I think Whitman is a poet you must come to several times throughout your life. You must keep a copy of Leaves of Grass on hand and you must take it off the shelf and dust it off and read it now and again. You have to let the poems penetrate you like Whitman's eyes penetrate you in that portrait. When you do that, you can feel the divinity of everything. I've read Whitman enough at this point in my life that I do feel he is with me. As I think about it, I live in cynical times now. But something about me has changed enough to let Walt Whitman in. I've long ago given up on absolutes, and I'm not that naive young wife and mother who believed everything in my life would turn out just great because I was doing what I was "supposed" to and so I somehow deserved success. In fact, my whole idea of success was different then, more mainstream. Now I work to define success in a way that makes sense for me. This has broadened my concept of what it means to embrace life. It is as Isaac Gewirtz says of Whitman, that he had an authentic experience of the cosmos "and all that it contains--rivers, clouds, stars, animals, cruelty, compassion, and, especially, his own and other soul/bodies journeying down the open road." To me life is about his kind of realization, this kind of connection.

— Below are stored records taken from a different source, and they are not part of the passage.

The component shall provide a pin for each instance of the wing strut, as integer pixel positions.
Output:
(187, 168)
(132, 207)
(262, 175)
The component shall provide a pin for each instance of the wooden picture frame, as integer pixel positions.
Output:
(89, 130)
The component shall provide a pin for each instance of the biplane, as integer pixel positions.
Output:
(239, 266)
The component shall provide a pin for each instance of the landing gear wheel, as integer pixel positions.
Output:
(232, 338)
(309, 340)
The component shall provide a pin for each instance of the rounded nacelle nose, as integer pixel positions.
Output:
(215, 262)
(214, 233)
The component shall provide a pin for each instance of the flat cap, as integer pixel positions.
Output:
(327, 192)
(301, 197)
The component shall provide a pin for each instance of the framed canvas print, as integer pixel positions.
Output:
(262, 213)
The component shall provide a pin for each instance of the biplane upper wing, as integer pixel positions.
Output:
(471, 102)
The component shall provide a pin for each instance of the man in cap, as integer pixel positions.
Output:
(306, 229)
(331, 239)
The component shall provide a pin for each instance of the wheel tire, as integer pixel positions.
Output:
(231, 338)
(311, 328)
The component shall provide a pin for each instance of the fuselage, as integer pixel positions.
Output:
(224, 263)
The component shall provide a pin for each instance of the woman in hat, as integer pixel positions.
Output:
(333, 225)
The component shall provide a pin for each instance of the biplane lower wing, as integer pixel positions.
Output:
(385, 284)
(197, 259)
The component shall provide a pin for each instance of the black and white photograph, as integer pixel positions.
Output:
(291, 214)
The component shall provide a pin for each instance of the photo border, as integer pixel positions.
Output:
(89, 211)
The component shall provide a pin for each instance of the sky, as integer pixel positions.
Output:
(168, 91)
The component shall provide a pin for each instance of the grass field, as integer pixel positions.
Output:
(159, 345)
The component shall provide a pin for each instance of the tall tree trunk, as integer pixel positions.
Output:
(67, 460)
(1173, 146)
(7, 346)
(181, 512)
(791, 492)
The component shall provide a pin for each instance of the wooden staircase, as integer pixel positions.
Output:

I bought a little jewelry box at the Goodwill yesterday for a dollar. I want to make an art box out of it and call it my Whitman Box.

3 comments:

Cynthia said...

You know I love Whitman, and this entry is a great one. I've been reading Song of Myself lately, and what you wrote about experiencing Whitman at different times in your life is so true. It means something entirely different to me now than it did the first time I read it in my teens.

emmapeelDallas said...

Ah, I love Whitman too, especially Leaves of Grass...

Judi

Erin Berger Guendelsberger said...

Theresa, you have inspired me to break out some Whitman. When I read him in college, I admit that I couldn't quite see what all of the fuss was about. Perhaps now I'll be able to appreciate his work more thoroughly.

That portrait is amazing ... really hypnotizing.